George Sell George Sell Uploaded 16 August 2018


US: The latest report from The Highland Group shows both demand and supply growth for the US extended stay sector.

The company's 2018 Mid-Year US Extended-Stay Lodging Market Report says that extended-stay hotels "continue to absorb record levels of new rooms while maintaining occupancy above their long-term average".

The two-year trend of accelerating supply growth and declining occupancy reversed in 2017, and demand has grown faster than supply for the last four consecutive quarters. After picking up in the second half of 2017, ADR growth moderated over the last six months but is well ahead of inflation.

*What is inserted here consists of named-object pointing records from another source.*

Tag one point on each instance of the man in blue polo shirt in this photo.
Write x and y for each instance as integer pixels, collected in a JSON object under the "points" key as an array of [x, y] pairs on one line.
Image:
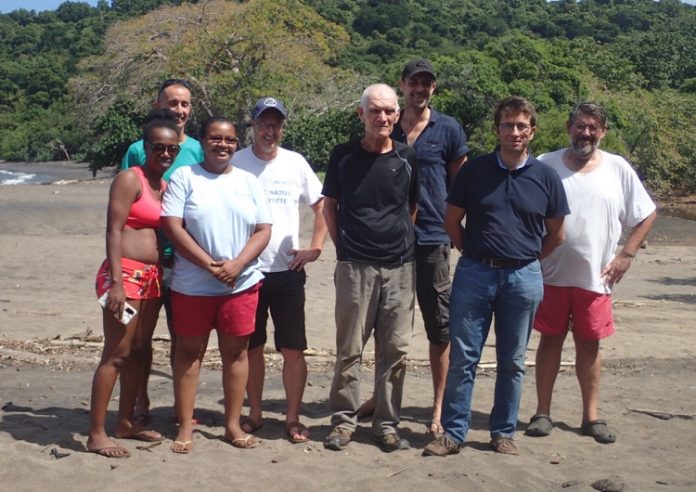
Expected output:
{"points": [[514, 207]]}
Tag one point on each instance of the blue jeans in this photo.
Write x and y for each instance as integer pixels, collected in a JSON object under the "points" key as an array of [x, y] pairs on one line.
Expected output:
{"points": [[478, 293]]}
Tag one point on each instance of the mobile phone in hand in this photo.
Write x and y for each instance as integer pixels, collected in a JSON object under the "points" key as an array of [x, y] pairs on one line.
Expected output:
{"points": [[128, 310]]}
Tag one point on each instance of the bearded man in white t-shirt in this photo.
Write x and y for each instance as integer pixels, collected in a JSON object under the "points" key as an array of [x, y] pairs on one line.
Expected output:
{"points": [[288, 181], [605, 195]]}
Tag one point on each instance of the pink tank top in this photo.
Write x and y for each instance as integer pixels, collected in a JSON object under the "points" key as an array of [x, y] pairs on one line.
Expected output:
{"points": [[145, 211]]}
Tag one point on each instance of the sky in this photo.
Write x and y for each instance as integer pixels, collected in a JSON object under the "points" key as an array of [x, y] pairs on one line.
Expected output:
{"points": [[38, 5]]}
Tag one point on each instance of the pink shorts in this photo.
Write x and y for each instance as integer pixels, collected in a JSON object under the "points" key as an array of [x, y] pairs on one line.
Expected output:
{"points": [[589, 312], [233, 314], [140, 280]]}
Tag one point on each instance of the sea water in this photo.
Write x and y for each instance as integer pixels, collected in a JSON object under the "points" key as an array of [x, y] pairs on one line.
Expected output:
{"points": [[16, 177]]}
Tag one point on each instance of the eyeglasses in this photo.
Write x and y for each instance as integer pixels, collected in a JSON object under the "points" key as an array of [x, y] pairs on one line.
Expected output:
{"points": [[269, 126], [521, 127], [580, 128], [161, 148], [218, 139]]}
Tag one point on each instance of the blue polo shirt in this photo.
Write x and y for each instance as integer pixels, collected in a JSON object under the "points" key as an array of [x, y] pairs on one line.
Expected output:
{"points": [[442, 141], [505, 210]]}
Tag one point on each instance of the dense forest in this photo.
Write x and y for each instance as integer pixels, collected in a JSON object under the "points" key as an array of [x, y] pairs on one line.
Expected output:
{"points": [[76, 82]]}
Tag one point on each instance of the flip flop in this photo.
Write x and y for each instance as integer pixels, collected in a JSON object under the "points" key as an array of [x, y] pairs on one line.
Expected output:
{"points": [[250, 425], [144, 435], [181, 447], [246, 442], [297, 432], [110, 452], [540, 425], [141, 419], [599, 430]]}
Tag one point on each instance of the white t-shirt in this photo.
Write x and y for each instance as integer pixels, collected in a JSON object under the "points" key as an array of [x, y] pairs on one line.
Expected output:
{"points": [[220, 212], [601, 203], [288, 180]]}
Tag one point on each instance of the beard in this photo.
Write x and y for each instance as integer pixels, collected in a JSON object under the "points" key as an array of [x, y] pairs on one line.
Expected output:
{"points": [[583, 148]]}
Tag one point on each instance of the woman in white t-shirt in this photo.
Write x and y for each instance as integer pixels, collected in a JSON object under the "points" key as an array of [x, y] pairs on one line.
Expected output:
{"points": [[217, 218]]}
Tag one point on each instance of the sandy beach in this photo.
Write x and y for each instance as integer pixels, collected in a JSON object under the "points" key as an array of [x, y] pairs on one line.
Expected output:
{"points": [[52, 242]]}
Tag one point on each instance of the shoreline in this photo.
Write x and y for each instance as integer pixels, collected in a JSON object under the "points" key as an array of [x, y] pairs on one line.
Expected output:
{"points": [[52, 239]]}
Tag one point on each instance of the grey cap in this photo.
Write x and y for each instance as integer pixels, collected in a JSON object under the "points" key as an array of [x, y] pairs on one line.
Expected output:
{"points": [[268, 103], [418, 65]]}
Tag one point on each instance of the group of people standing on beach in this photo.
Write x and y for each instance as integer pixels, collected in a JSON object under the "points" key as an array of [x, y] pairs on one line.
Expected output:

The report says: "The exceptionally good extended-stay hotel performance in 2018 is most welcome as rooms under construction climb above 50,000. The supply growth rate is accelerating but only incrementally and is short of the most recent peak levels that occurred throughout most of 2009. Recent trends in rising demand and high occupancy indicate extended-stay RevPar growth should continue to exceed general inflation over the next year."

The supply of extended-stay hotel rooms approached 465,000 at mid-year 2018, a rise of 6.9 per cent compared to the same period in 2017.

Extended-stay average occupancy was 79.7 per cent in the second quarter of 2018 compared to 70.2 per cent STR reported for the overall hotel industry.

A 3.8 per cent increase in extended-stay ADR in the second quarter of 2018 was a little below the first quarter but ahead of the 2.9 per cent gain STR showed for the overall hotel industry. Economy and mid- prices segments posted more than five per cent ADR growth in the second quarter of 2018.

There were 53,892 extended-stay hotel rooms reported under construction at the end of the second quarter 2018. This is the largest number under construction at any mid-year or year-end point in at least 19 years. Mid-price segment construction is surging but the economy segment reported a decline which is likely to be temporary. The ratio of actual rooms opening within one year of reporting construction has started varies each year, but the annual rate of increase in supply is growing. At mid-year 2018, rooms under construction totalled 12 per cent of rooms open.

An annual increase in supply this high has not occurred since 2000 when the base of rooms was much lower and it is not likely to happen during this cycle. The actual increase in supply is likely to be about seven per cent in 2018 and perhaps as high as nine per cent in 2019, says the report.

"Extended-stay hotel occupancy above its long-term average and the strongest demand growth trend since the post-recession recovery provide a solid foundation to absorb the record number of new rooms under construction," said Mark Skinner, partner at The Highland Group.